Design agency hit for £44,000 costs after being caught out by BSA
The BSA struck again in April, handing down a £44,000 slap on the wrist to a design firm caught using unlicensed copies of software packages from vendors including Apple, Adobe, Microsoft, Symantec and Autodesk.
A whistle-blower triggered the investigation and the BSA continues to encourage people to come forward to point the finger at those using unlicensed software.
BECTA hits out at imminent closure
In the wake of the hard-fought election, education quango BECTA lashed out at Coalition plans to shut it down as part of a £2bn round of cuts to IT, suppliers and property-related spending.
In a statement circulated after the announcement, the quango's chief executive, Stephen Crowne, defended the work of the organisation, saying: "Our procurement arrangements save the schools and colleges many times more than BECTA costs to run. Our Home Access programme will give laptops and broadband to over 200,000 of the poorest children."

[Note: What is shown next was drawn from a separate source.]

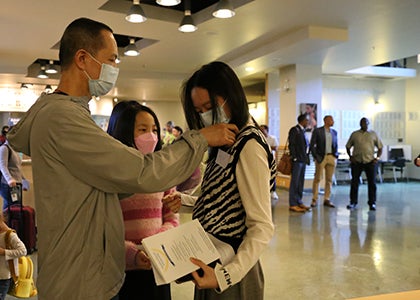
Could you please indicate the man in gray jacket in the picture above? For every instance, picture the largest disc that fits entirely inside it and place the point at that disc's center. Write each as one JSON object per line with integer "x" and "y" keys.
{"x": 78, "y": 170}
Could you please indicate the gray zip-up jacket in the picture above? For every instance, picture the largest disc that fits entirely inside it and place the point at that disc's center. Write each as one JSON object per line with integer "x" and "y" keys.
{"x": 78, "y": 170}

eBuyer investigates staff accused of bagging sales sweeteners
In June, online reseller eBuyer suspended three buyers on suspicion of taking backhanders from suppliers.
The whistle was blown by a member of staff who discovered that the buyers were receiving fixed payments based on the percentage of orders placed with numerous suppliers.
Equanet restructure leads to exit of senior staff
Late in the month DSGi and Equanet put a small number of senior staff on notice of redundancy as part of a restructure.
Equanet's commercial director Cathy Craig and operations director Karen Sumner were part of that process, while Nikki Courtney, trading manager at DSGi, resigned.
Along with the change of the group name to Dixons Retail, the move poured fuel on industry talk that the reseller operation was being lined up for a sale, suggestions that were scotched by the firm.